Il lève sa lance de vapeur et penche en avant sa formidable stature. Fingal, s’avançant, tire son épée, la lame du brun Luno. Le passage étincelant de l’acier serpente à travers le fantôme ténébreux : l’ombre tombe sans forme dans l’air, comme une colonne de fumée que le bâton d’un enfant a troublée, au moment où elle montait d’une fournaise à moitié éteinte.

L’esprit de Loda pousse un cri perçant, et, roulé sur lui-même ; il s’élève sur le vent. À ce cri Inistore trembla ; les vagues l’entendirent sur l’abîme, et, dans leur course, s’arrêtèrent épouvantées. Les compagnons de Fingal tressaillent tous à la fois et saisissent leurs lourdes lances. Ils n’aperçoivent plus le roi : furieux ils se lèvent ; toutes les armes retentissent !

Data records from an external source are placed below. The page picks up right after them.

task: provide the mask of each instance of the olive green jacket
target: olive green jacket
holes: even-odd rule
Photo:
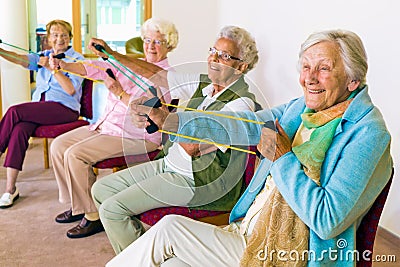
[[[198,108],[205,98],[202,89],[210,83],[211,80],[207,75],[200,76],[199,87],[189,100],[187,107]],[[256,105],[256,110],[260,109],[260,105],[255,101],[255,96],[248,89],[249,86],[242,76],[206,110],[221,110],[225,104],[240,97],[251,99]],[[212,137],[210,139],[212,140]],[[168,140],[157,158],[164,157],[171,145],[172,142]],[[246,149],[247,147],[242,148]],[[231,149],[225,153],[217,149],[202,156],[193,156],[195,193],[188,206],[203,210],[231,210],[245,189],[243,176],[246,162],[246,153]]]

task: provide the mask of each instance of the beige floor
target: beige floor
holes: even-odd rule
[[[76,223],[54,221],[68,206],[58,202],[54,174],[43,168],[42,153],[41,140],[34,140],[17,183],[21,197],[12,208],[0,210],[0,267],[104,266],[114,255],[104,232],[73,240],[66,231]],[[108,173],[101,171],[100,177]],[[1,193],[4,186],[5,170],[0,168]],[[378,231],[374,254],[397,258],[392,263],[375,262],[374,267],[399,266],[399,239]]]
[[[41,140],[34,140],[17,181],[20,199],[0,210],[0,266],[104,266],[114,255],[104,232],[73,240],[66,231],[76,223],[54,221],[68,206],[58,202],[57,183],[52,169],[43,168],[42,153]],[[0,168],[1,193],[4,186],[5,169]]]

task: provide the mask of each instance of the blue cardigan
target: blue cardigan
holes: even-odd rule
[[[304,98],[301,97],[271,110],[229,115],[257,121],[277,118],[293,140],[304,108]],[[213,119],[210,120],[207,119],[210,115],[193,112],[178,115],[178,133],[183,135],[212,137],[217,143],[232,145],[256,145],[260,141],[260,124],[216,116],[211,116]],[[171,139],[192,142],[181,137]],[[308,266],[354,266],[357,227],[391,175],[390,139],[382,115],[372,104],[366,86],[354,98],[336,129],[322,165],[321,186],[304,174],[293,152],[275,162],[263,159],[233,208],[230,221],[246,214],[264,186],[265,177],[271,173],[286,202],[310,228]],[[364,252],[358,253],[362,257]],[[372,257],[368,253],[364,255]]]

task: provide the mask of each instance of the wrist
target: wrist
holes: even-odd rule
[[[125,91],[122,90],[122,92],[120,94],[116,95],[117,99],[122,100],[122,97],[124,96],[124,94],[125,94]]]

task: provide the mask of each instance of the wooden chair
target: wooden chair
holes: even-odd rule
[[[93,81],[85,79],[82,83],[82,97],[80,117],[78,120],[55,125],[41,125],[36,128],[32,137],[43,138],[43,156],[44,168],[49,168],[49,138],[56,138],[57,136],[71,131],[75,128],[88,125],[88,119],[93,118]]]
[[[374,204],[369,209],[367,214],[361,221],[360,226],[357,229],[356,234],[356,248],[359,253],[359,261],[357,261],[357,267],[371,267],[372,266],[372,252],[374,251],[374,242],[376,231],[378,229],[379,219],[382,214],[383,207],[385,206],[385,202],[387,196],[389,194],[390,185],[392,184],[394,175],[394,170],[392,170],[392,175],[383,188],[382,192],[375,199]],[[367,255],[371,260],[367,261],[363,257],[364,251],[370,251],[371,254]]]
[[[178,105],[179,99],[172,99],[171,104],[173,105]],[[170,107],[169,108],[170,112],[175,112],[176,108]],[[163,135],[163,144],[166,142],[167,136]],[[153,160],[157,154],[160,152],[160,150],[155,150],[152,152],[144,153],[144,154],[139,154],[139,155],[125,155],[125,156],[120,156],[120,157],[114,157],[114,158],[108,158],[101,160],[99,162],[96,162],[93,165],[93,171],[95,174],[98,174],[98,169],[112,169],[113,172],[117,172],[119,170],[123,170],[127,168],[127,166],[132,165],[132,164],[138,164],[138,163],[143,163],[147,161]]]
[[[251,151],[257,150],[256,146],[251,146],[249,149]],[[256,161],[256,155],[248,154],[246,170],[244,173],[244,182],[246,183],[246,186],[249,185],[251,179],[253,178],[256,168]],[[195,208],[192,209],[188,207],[157,208],[140,214],[138,218],[148,225],[154,225],[167,214],[183,215],[195,220],[211,223],[214,225],[226,225],[228,224],[229,220],[229,212],[227,211],[196,210]]]

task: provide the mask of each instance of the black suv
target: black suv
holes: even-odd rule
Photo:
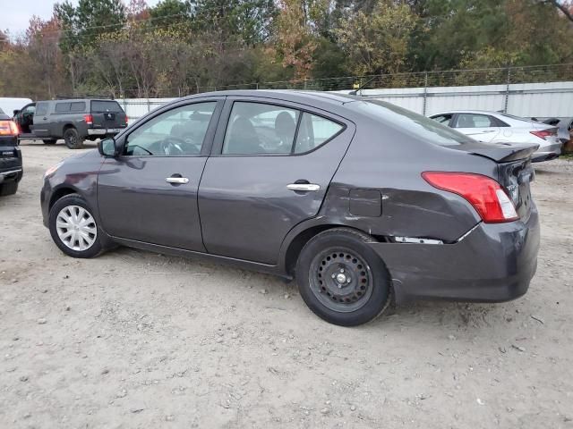
[[[21,176],[18,127],[0,109],[0,196],[15,194]]]
[[[85,139],[113,137],[127,126],[125,112],[110,99],[38,101],[13,114],[21,131],[21,139],[53,145],[64,139],[71,149],[81,147]]]

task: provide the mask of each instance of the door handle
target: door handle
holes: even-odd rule
[[[321,185],[314,183],[291,183],[290,185],[286,185],[286,189],[299,191],[317,191],[321,189]]]
[[[186,177],[166,177],[165,181],[167,183],[176,183],[178,185],[184,185],[189,183],[189,179]]]

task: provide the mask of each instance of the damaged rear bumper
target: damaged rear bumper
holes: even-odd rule
[[[480,223],[453,244],[372,243],[392,277],[397,301],[502,302],[524,295],[537,268],[540,231],[528,219]]]

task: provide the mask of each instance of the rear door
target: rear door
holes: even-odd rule
[[[228,97],[199,189],[207,250],[276,264],[286,233],[318,213],[354,132],[300,105]]]
[[[125,112],[115,100],[91,100],[93,129],[119,132],[125,128]]]
[[[485,143],[491,143],[500,130],[495,118],[483,114],[458,114],[452,128]]]

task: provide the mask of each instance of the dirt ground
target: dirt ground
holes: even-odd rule
[[[0,198],[1,428],[573,427],[573,162],[536,165],[524,298],[342,328],[268,275],[129,248],[64,257],[39,190],[71,151],[21,148],[20,189]]]

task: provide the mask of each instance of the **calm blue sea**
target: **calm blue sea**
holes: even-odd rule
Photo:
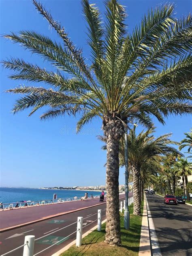
[[[91,196],[91,194],[94,196],[98,196],[101,194],[98,191],[85,190],[0,188],[0,202],[6,203],[28,200],[52,200],[54,193],[58,195],[58,198],[72,198],[74,196],[83,196],[86,192],[88,193],[88,196]]]

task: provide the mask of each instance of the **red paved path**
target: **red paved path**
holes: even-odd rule
[[[119,195],[120,198],[124,196],[125,194]],[[2,230],[39,220],[43,220],[49,216],[95,205],[100,203],[99,200],[99,198],[97,198],[85,201],[73,201],[1,211],[0,228]]]

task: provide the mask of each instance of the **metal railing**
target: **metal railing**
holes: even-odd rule
[[[87,199],[94,199],[94,198],[97,198],[99,197],[99,196],[94,196],[93,198],[92,196],[88,196]],[[29,206],[30,207],[31,206],[40,206],[45,205],[62,203],[66,202],[81,200],[82,197],[83,197],[83,196],[81,196],[80,197],[74,196],[73,198],[59,198],[57,199],[43,199],[42,200],[36,200],[28,202],[26,201],[26,202],[5,203],[0,205],[0,210],[4,211],[5,209],[10,210],[17,208],[20,209],[21,207],[28,207]],[[36,204],[35,204],[35,203]],[[18,206],[15,207],[17,205],[18,205]],[[26,205],[26,206],[25,206],[25,205]]]
[[[125,207],[124,201],[125,201],[125,200],[124,201],[124,207]],[[129,198],[129,201],[128,201],[129,204],[130,205],[133,202],[133,198],[132,197],[131,198]],[[121,212],[122,209],[123,209],[123,207],[122,207],[123,203],[123,203],[123,201],[122,201],[119,202],[119,204],[120,205],[119,211]],[[105,211],[105,210],[107,208],[105,208],[103,210],[103,211]],[[77,218],[77,221],[75,222],[73,222],[73,223],[71,223],[71,224],[70,224],[69,225],[68,225],[66,226],[65,226],[64,227],[63,227],[63,228],[60,228],[59,229],[58,229],[57,230],[55,230],[53,231],[53,232],[51,232],[51,233],[49,233],[49,234],[47,234],[47,235],[46,235],[44,236],[43,236],[42,237],[38,237],[38,238],[36,238],[36,239],[35,239],[35,236],[34,235],[26,236],[25,237],[25,241],[24,241],[24,244],[22,245],[20,245],[20,246],[19,246],[18,247],[17,247],[17,248],[15,248],[15,249],[11,251],[10,251],[9,252],[6,252],[6,253],[1,255],[1,256],[6,256],[6,255],[8,255],[10,253],[11,253],[12,252],[15,252],[15,251],[16,251],[17,250],[21,248],[22,248],[23,247],[23,256],[36,256],[36,255],[39,254],[41,252],[44,252],[46,250],[52,247],[52,246],[55,245],[55,244],[57,244],[58,243],[61,242],[61,241],[64,239],[66,239],[68,238],[68,237],[72,235],[73,235],[75,234],[75,233],[77,233],[77,237],[76,237],[76,246],[77,246],[77,247],[79,247],[81,245],[82,237],[82,234],[83,234],[83,229],[84,228],[90,225],[91,225],[91,224],[92,224],[92,223],[97,221],[98,222],[97,222],[97,230],[99,232],[101,231],[102,218],[103,218],[104,217],[105,217],[106,215],[105,214],[105,215],[103,215],[102,216],[102,214],[101,214],[102,211],[102,210],[98,209],[98,210],[97,213],[94,213],[93,214],[92,214],[91,215],[89,216],[88,217],[87,217],[85,218],[83,218],[82,217],[78,217]],[[87,218],[90,218],[92,217],[92,216],[94,216],[96,215],[97,214],[97,219],[96,219],[92,221],[92,222],[88,224],[87,225],[86,225],[86,226],[83,227],[83,220],[85,220],[87,219]],[[38,252],[36,253],[35,254],[33,254],[35,241],[38,241],[41,239],[42,239],[42,238],[44,238],[44,237],[47,237],[48,236],[49,236],[50,235],[52,235],[52,234],[55,233],[56,232],[58,232],[58,231],[60,231],[61,230],[62,230],[75,224],[77,224],[77,227],[76,230],[75,230],[74,232],[73,232],[70,235],[68,235],[67,236],[65,237],[64,238],[62,239],[61,240],[60,240],[59,241],[58,241],[55,243],[54,243],[54,244],[51,245],[50,246],[49,246],[48,247],[41,251],[40,252]]]

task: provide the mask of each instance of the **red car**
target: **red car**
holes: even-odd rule
[[[173,204],[177,205],[177,202],[175,197],[173,195],[166,195],[164,197],[164,203],[166,205]]]

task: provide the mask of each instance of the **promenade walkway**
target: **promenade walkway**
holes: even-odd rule
[[[124,196],[125,194],[119,195],[120,198]],[[85,201],[71,201],[1,211],[0,232],[102,203],[99,201],[99,198],[89,198]]]

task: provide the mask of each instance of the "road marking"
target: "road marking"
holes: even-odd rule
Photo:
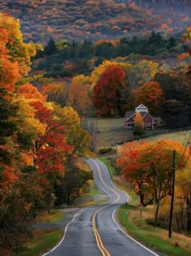
[[[156,254],[155,253],[154,253],[152,250],[151,250],[150,249],[148,249],[147,247],[145,247],[143,245],[140,244],[138,241],[137,241],[136,240],[134,240],[133,237],[131,237],[130,236],[129,236],[117,223],[117,222],[116,221],[115,218],[114,218],[114,215],[116,212],[116,210],[118,208],[118,206],[113,210],[112,213],[112,219],[114,220],[117,227],[127,236],[129,237],[130,240],[134,241],[136,244],[138,244],[138,245],[143,247],[144,249],[146,249],[146,250],[148,250],[150,253],[153,254],[155,256],[159,256],[159,254]]]
[[[93,160],[93,161],[96,162],[95,160]],[[107,171],[108,171],[108,168],[107,168],[106,166],[104,164],[104,163],[101,162],[101,161],[100,161],[100,163],[104,166],[105,169],[107,170]],[[104,180],[102,179],[102,176],[101,176],[101,174],[100,174],[100,167],[99,167],[99,166],[97,165],[96,163],[96,165],[97,166],[97,168],[98,168],[98,171],[99,171],[99,174],[100,174],[100,179],[101,179],[101,180],[104,182],[104,184],[110,190],[115,192],[115,193],[118,195],[117,200],[116,200],[114,202],[112,203],[112,204],[114,204],[116,202],[117,202],[117,201],[120,199],[120,196],[119,196],[119,194],[118,194],[116,191],[114,191],[112,189],[109,188],[109,187],[105,184],[105,182],[104,182]],[[108,176],[109,176],[109,174],[108,174]],[[110,176],[109,176],[109,180],[110,180],[111,183],[113,184],[113,183],[112,182],[111,179],[110,179]],[[114,185],[114,184],[113,184],[113,185]],[[119,189],[118,188],[117,188],[117,189]],[[119,189],[119,190],[120,190],[120,189]],[[121,191],[122,191],[122,190],[121,190]],[[126,194],[126,196],[127,196],[127,198],[129,198],[128,194],[127,194],[126,193],[125,193],[125,194]],[[142,248],[144,248],[145,249],[146,249],[146,250],[149,251],[150,253],[153,254],[154,255],[159,256],[159,254],[155,254],[155,252],[153,252],[153,251],[151,250],[150,249],[145,247],[143,245],[140,244],[138,241],[137,241],[134,240],[133,237],[131,237],[130,236],[129,236],[129,235],[118,225],[117,222],[116,221],[116,219],[115,219],[115,218],[114,218],[115,212],[116,212],[116,210],[117,210],[117,209],[118,207],[119,207],[119,206],[116,207],[116,209],[113,210],[112,215],[112,219],[113,219],[115,224],[117,225],[117,227],[127,237],[129,237],[129,239],[131,239],[132,241],[134,241],[136,244],[138,244],[138,245],[142,246]],[[103,208],[104,208],[104,207],[103,207]],[[100,209],[100,210],[102,210],[103,208],[101,208],[101,209]]]
[[[66,231],[67,231],[67,228],[68,228],[68,226],[74,220],[75,217],[78,215],[78,214],[79,214],[81,211],[83,211],[84,210],[83,209],[81,209],[79,211],[78,211],[74,216],[73,217],[72,220],[70,221],[70,223],[66,226],[65,228],[65,232],[64,232],[64,236],[62,238],[62,240],[59,241],[59,243],[55,246],[53,247],[51,250],[49,250],[49,252],[45,253],[45,254],[43,254],[42,256],[45,256],[45,255],[48,255],[49,253],[52,253],[55,249],[57,249],[60,245],[61,243],[65,240],[65,236],[66,236]]]
[[[108,185],[104,182],[104,180],[103,180],[102,178],[102,176],[101,176],[101,172],[100,172],[100,169],[99,167],[99,166],[97,165],[96,162],[92,159],[92,161],[94,162],[95,165],[97,167],[97,170],[98,170],[98,172],[99,172],[99,176],[100,176],[100,178],[102,181],[102,183],[109,189],[111,190],[112,192],[113,192],[117,198],[111,204],[109,205],[112,205],[112,204],[115,204],[117,201],[119,201],[120,199],[120,196],[119,194],[112,189],[109,188]],[[106,192],[106,191],[104,191]],[[106,192],[107,193],[107,192]],[[93,217],[92,217],[92,226],[93,226],[93,231],[94,231],[94,233],[95,233],[95,236],[96,236],[96,242],[97,242],[97,246],[98,248],[100,249],[101,253],[102,253],[102,255],[103,256],[110,256],[110,254],[109,252],[107,250],[107,249],[103,245],[103,242],[102,242],[102,240],[101,240],[101,237],[97,231],[97,228],[96,228],[96,215],[98,215],[98,213],[100,211],[101,211],[105,207],[108,207],[109,205],[107,205],[107,206],[104,206],[100,209],[98,209],[93,215]]]

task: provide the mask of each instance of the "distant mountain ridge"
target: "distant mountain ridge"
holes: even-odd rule
[[[173,1],[173,0],[172,0]],[[8,0],[0,2],[2,12],[20,20],[27,41],[46,43],[51,37],[68,41],[97,41],[146,36],[151,31],[173,34],[191,22],[185,14],[157,15],[153,0]],[[161,0],[163,5],[171,0]],[[137,6],[137,3],[138,6]],[[155,4],[154,4],[155,3]],[[184,7],[186,2],[185,2]],[[148,8],[143,9],[142,7]],[[184,13],[184,11],[183,11]],[[178,20],[176,22],[176,20]]]

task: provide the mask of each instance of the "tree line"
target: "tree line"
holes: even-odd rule
[[[0,14],[0,248],[17,251],[40,212],[88,186],[92,173],[79,158],[90,136],[71,106],[28,81],[36,49],[24,43],[19,21]]]

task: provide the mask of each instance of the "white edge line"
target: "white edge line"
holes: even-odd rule
[[[45,253],[45,254],[43,254],[42,256],[45,256],[45,255],[48,255],[49,253],[52,253],[55,249],[57,249],[60,245],[61,243],[64,241],[65,239],[65,236],[66,236],[66,231],[67,231],[67,228],[68,228],[68,226],[74,220],[75,217],[78,215],[79,213],[80,213],[80,211],[82,211],[83,210],[84,210],[85,208],[83,208],[81,209],[79,211],[78,211],[74,216],[73,217],[72,220],[70,221],[69,223],[67,223],[67,225],[66,226],[65,228],[65,231],[64,231],[64,236],[62,238],[62,240],[59,241],[59,243],[55,246],[53,247],[53,249],[51,249],[51,250],[49,250],[49,252]]]
[[[98,159],[98,160],[99,160],[99,159]],[[101,162],[100,160],[99,160],[99,162],[100,162],[100,163],[104,166],[105,169],[107,170],[107,171],[108,171],[108,168],[106,167],[105,164],[104,164],[103,162]],[[111,180],[109,173],[108,173],[108,176],[109,176],[109,180],[110,180],[111,183],[114,185],[114,187],[116,187],[115,184],[114,184],[112,183],[112,181]],[[119,189],[119,190],[124,192],[123,190],[118,189],[117,187],[116,187],[116,188],[117,188],[117,189]],[[125,193],[126,194],[126,196],[127,196],[127,198],[128,198],[127,201],[129,201],[129,196],[125,192],[124,192],[124,193]],[[147,247],[144,246],[143,245],[142,245],[141,243],[139,243],[138,241],[137,241],[136,240],[134,240],[133,237],[131,237],[130,236],[129,236],[129,235],[118,225],[117,222],[116,221],[116,219],[115,219],[115,218],[114,218],[114,215],[115,215],[116,210],[117,210],[118,207],[119,207],[119,206],[117,206],[117,208],[113,210],[112,215],[112,219],[113,219],[114,223],[116,223],[117,227],[127,237],[129,237],[129,239],[131,239],[132,241],[134,241],[136,244],[138,244],[138,245],[142,246],[142,248],[144,248],[145,249],[146,249],[146,250],[149,251],[150,253],[153,254],[154,255],[155,255],[155,256],[159,256],[159,254],[156,254],[154,253],[152,250],[151,250],[150,249],[148,249]]]
[[[89,164],[89,165],[90,165],[90,164]],[[91,167],[91,165],[90,165],[90,167]],[[91,169],[91,170],[92,170],[92,169]],[[98,185],[98,186],[99,186],[99,185]],[[103,188],[100,188],[100,186],[99,186],[99,188],[108,194],[108,193],[107,193]],[[108,196],[109,196],[109,197],[111,198],[111,196],[110,196],[110,195],[108,195]],[[98,204],[98,205],[99,205],[99,204]],[[74,215],[74,216],[73,217],[72,220],[70,220],[70,223],[67,223],[67,225],[66,226],[65,230],[64,230],[64,236],[63,236],[63,237],[62,238],[62,240],[59,241],[59,243],[58,243],[56,246],[54,246],[53,249],[51,249],[51,250],[49,250],[49,251],[48,251],[47,253],[42,254],[41,256],[48,255],[48,254],[49,254],[50,253],[52,253],[54,249],[56,249],[62,243],[62,241],[65,240],[65,236],[66,236],[66,234],[67,228],[68,228],[69,225],[70,225],[70,223],[74,220],[75,217],[76,217],[81,211],[83,211],[84,209],[89,208],[89,207],[92,207],[92,206],[90,206],[83,208],[83,209],[81,209],[79,211],[78,211],[78,212]]]
[[[131,239],[132,241],[134,241],[136,244],[138,244],[138,245],[143,247],[144,249],[146,249],[146,250],[148,250],[150,253],[153,254],[155,256],[159,256],[159,254],[156,254],[155,253],[154,253],[152,250],[151,250],[150,249],[148,249],[147,247],[144,246],[143,245],[140,244],[138,241],[137,241],[136,240],[134,240],[133,237],[131,237],[130,236],[129,236],[117,223],[117,222],[116,221],[115,218],[114,218],[114,215],[116,212],[116,210],[118,208],[118,206],[113,210],[112,213],[112,219],[114,220],[117,227],[129,239]]]

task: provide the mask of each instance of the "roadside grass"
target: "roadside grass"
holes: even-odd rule
[[[38,256],[51,249],[62,237],[63,231],[53,228],[36,229],[34,231],[33,238],[28,241],[24,246],[26,249],[14,256]]]
[[[39,215],[36,220],[36,223],[49,223],[57,222],[64,219],[64,212],[59,209],[51,209],[49,212],[45,211],[41,215]]]
[[[87,126],[91,127],[91,122],[96,128],[96,144],[97,148],[110,147],[116,142],[127,141],[134,137],[132,130],[125,130],[124,128],[125,117],[121,118],[90,118],[86,120]],[[189,131],[180,131],[176,132],[163,133],[159,135],[152,135],[145,141],[152,141],[160,139],[168,139],[172,141],[185,142],[185,137],[189,135]],[[188,137],[188,136],[187,136]]]
[[[183,234],[172,233],[172,238],[168,238],[168,231],[154,228],[147,224],[146,219],[153,218],[152,207],[144,208],[140,216],[140,209],[137,207],[138,197],[130,190],[129,184],[122,180],[116,180],[116,170],[111,165],[111,158],[99,158],[108,169],[112,181],[116,185],[125,190],[130,197],[128,206],[121,206],[118,211],[120,223],[138,241],[146,246],[153,248],[157,251],[164,253],[168,256],[189,256],[191,255],[191,238]],[[127,214],[126,214],[127,212]]]
[[[146,223],[146,219],[151,215],[151,209],[143,209],[141,218],[140,210],[131,205],[121,206],[118,212],[119,221],[127,232],[145,245],[168,256],[191,255],[191,238],[173,232],[172,238],[169,239],[167,230]]]
[[[58,209],[51,209],[39,215],[35,223],[55,223],[64,219],[64,212]],[[56,228],[36,228],[32,232],[32,236],[23,245],[24,251],[14,254],[14,256],[38,256],[45,250],[53,247],[62,237],[64,232]]]
[[[186,131],[180,131],[180,132],[176,132],[159,134],[159,135],[155,135],[155,136],[151,136],[147,138],[145,138],[144,141],[155,141],[158,140],[168,139],[170,141],[180,141],[183,145],[185,145],[187,142],[187,140],[189,139],[190,132],[191,130],[186,130]]]
[[[77,197],[74,201],[73,206],[84,208],[96,205],[98,203],[104,202],[108,200],[107,197],[104,199],[101,197],[106,194],[96,186],[93,180],[89,180],[88,182],[90,184],[90,192],[83,194],[80,197]]]

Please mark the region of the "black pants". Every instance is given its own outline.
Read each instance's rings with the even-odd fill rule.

La lune sortit de l’Orient. Fingal revint dans l’éclat de ses armes. La joie de ses jeunes guerriers fut grande ; leurs âmes s’appaisèrent comme la mer après la tempête. Ullin entonna le chant de la joie ; les collines d’Inistore se réjouirent : la flamme du chêne s’éleva et l’histoire des héros fut racontée.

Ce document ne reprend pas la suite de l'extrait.